Determination of telomerase activity
The telomerase activity was determined by using TRAP-ELSIA. 5 × 105 of SGC7901 cells were seeded in a 25-cm2 flask and cultured for 3 d. When being confluent at 70%, cells nominated as group A were incubated in serum-free RPMI-1640 for 24 h and then treated with 1 µg·mL-1 octreotide for further cultivation of 0-, 12-, 24- and 48-h respectively. Same procedures were also performed in group B cells that served as the control except being treated with equal volume of DMSO instead of octreotide. Confluent cells were harvested and centrifuged at 3000 g for 10 min at 4 °C. After resuspended, 5 × 103 cells were lysed in an Eppendorf tube, whose extract was next used to amplify telomeric repeat. The telomerase activity was determined with PCR-ELISA according to the manufacturer’s protocol. Sample absorbance was measured with a microtiter plate reader at the wavelength of 450/690 nm within 30 min after addition of the stop reagent.
Statistical analysis
Experimental data were analyzed by ANOVA and Student’s t test for multiple comparisons between groups. The data were finally expressed as mean ± standard error of the mean. P value less than 0.05 was considered statistically significant.
RESULTS
Antiproliferative effect of octreotide on SGC7901 cells
When exposed to octreotide for 24 h at the concentration of more than 1 μg·mL-1, SGC7901 cells exhibited a dose-dependent inhibition of growth with the inhibiting rate to be as high as 34.66% when 25 μg·mL-1 of octreotide was applied (Table 1).

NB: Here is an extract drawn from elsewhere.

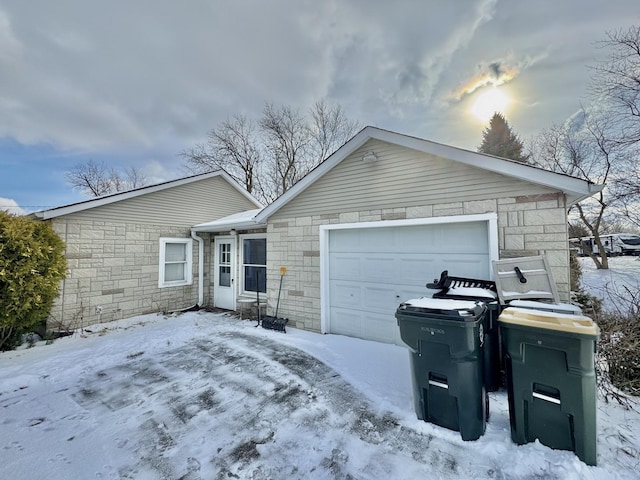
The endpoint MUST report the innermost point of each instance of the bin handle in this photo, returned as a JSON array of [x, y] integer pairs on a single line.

Table 1 Antiproliferative effect of octreotide on SGC7901 cells.
The Akt/PKB activity in group A SGC7901 cells was significantly inhibited after the cells were exposed to 1 μg·mL-1 of octreotide for 12, 24 and 48 h compared with that of their control counterparts (Figure 1B), which exhibited in a time-dependent manner as shown in Figure 1A.

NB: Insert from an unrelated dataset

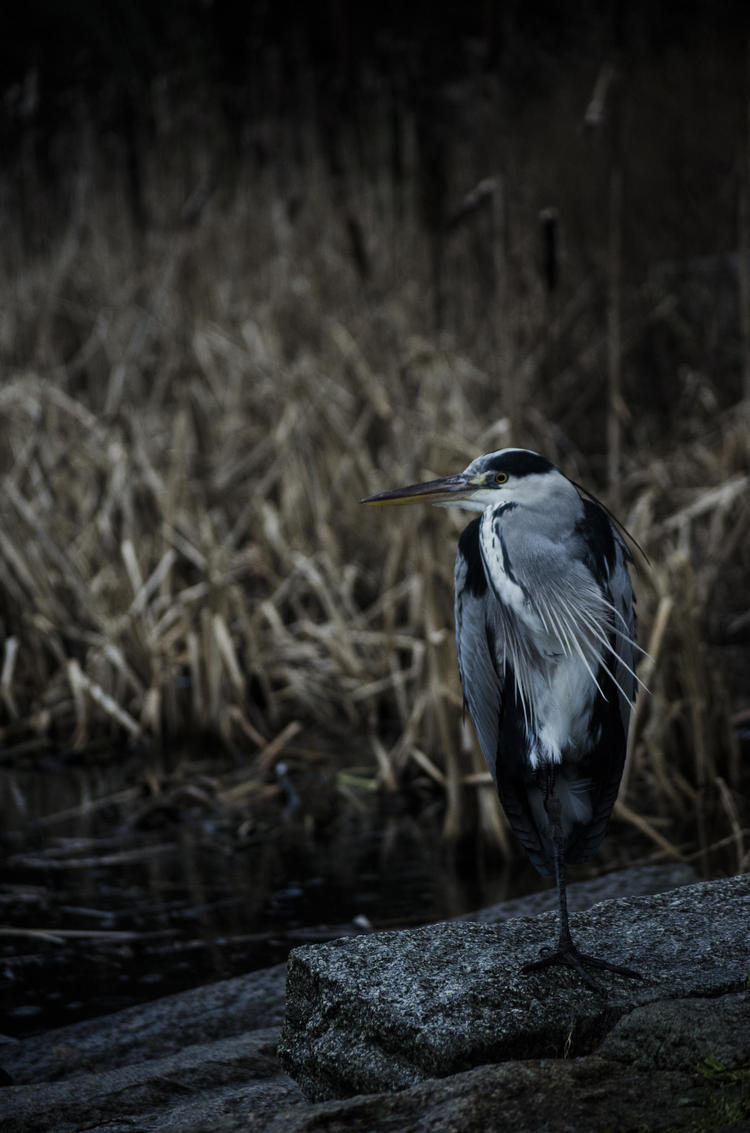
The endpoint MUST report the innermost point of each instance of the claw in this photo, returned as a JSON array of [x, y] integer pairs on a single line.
[[569, 955]]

Figure 1 Inhibitory effects of octreotide on Akt/PkB activity in SGC7901 cells.
The Akt/PKB activity in group A SGC7901 cells was significantly inhibited after the cells were exposed to 1 µg·mL-1 of octreotide for 12, 24 and 48 h compared with that of their control counterparts (Figure 1B), which manifested in a time-dependent manner as shown in Figure 1A.

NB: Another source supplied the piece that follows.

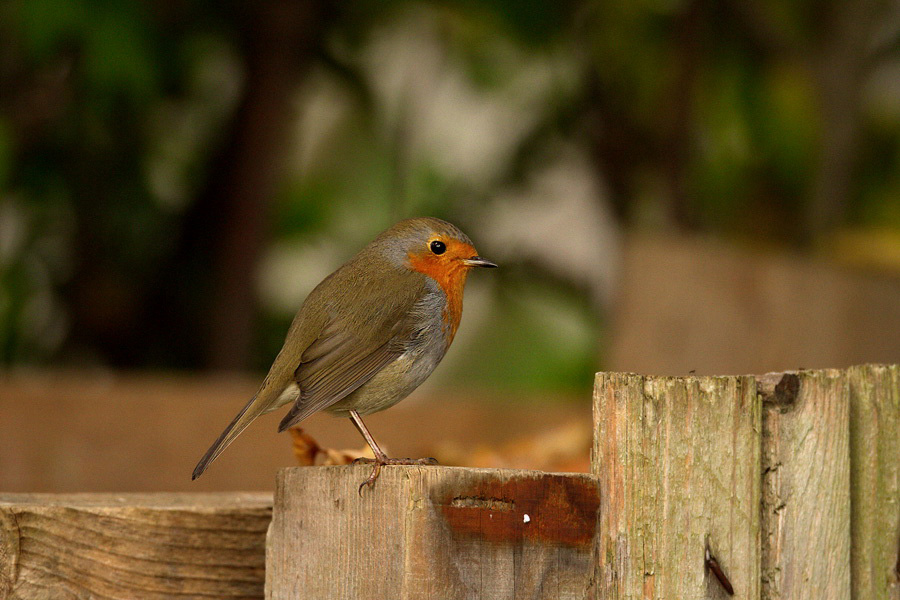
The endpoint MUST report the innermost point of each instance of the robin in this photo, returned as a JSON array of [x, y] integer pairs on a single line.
[[369, 334]]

Inhibition of telomerase activity
Just like that of the Akt/PKB, the telomerase activity in group A SGC7901 cells was also significantly inhibited after the cells were exposed to 1 μg·mL-1 of octreotide for 12, 24 and 48 h compared with that of their control counterparts (P < 0.01), which exhibited in a time-dependent manner as shown in Figure 2A.
Figure 2 Inhibitory effects of octreotide on telomerase activity in SGC7901 cells.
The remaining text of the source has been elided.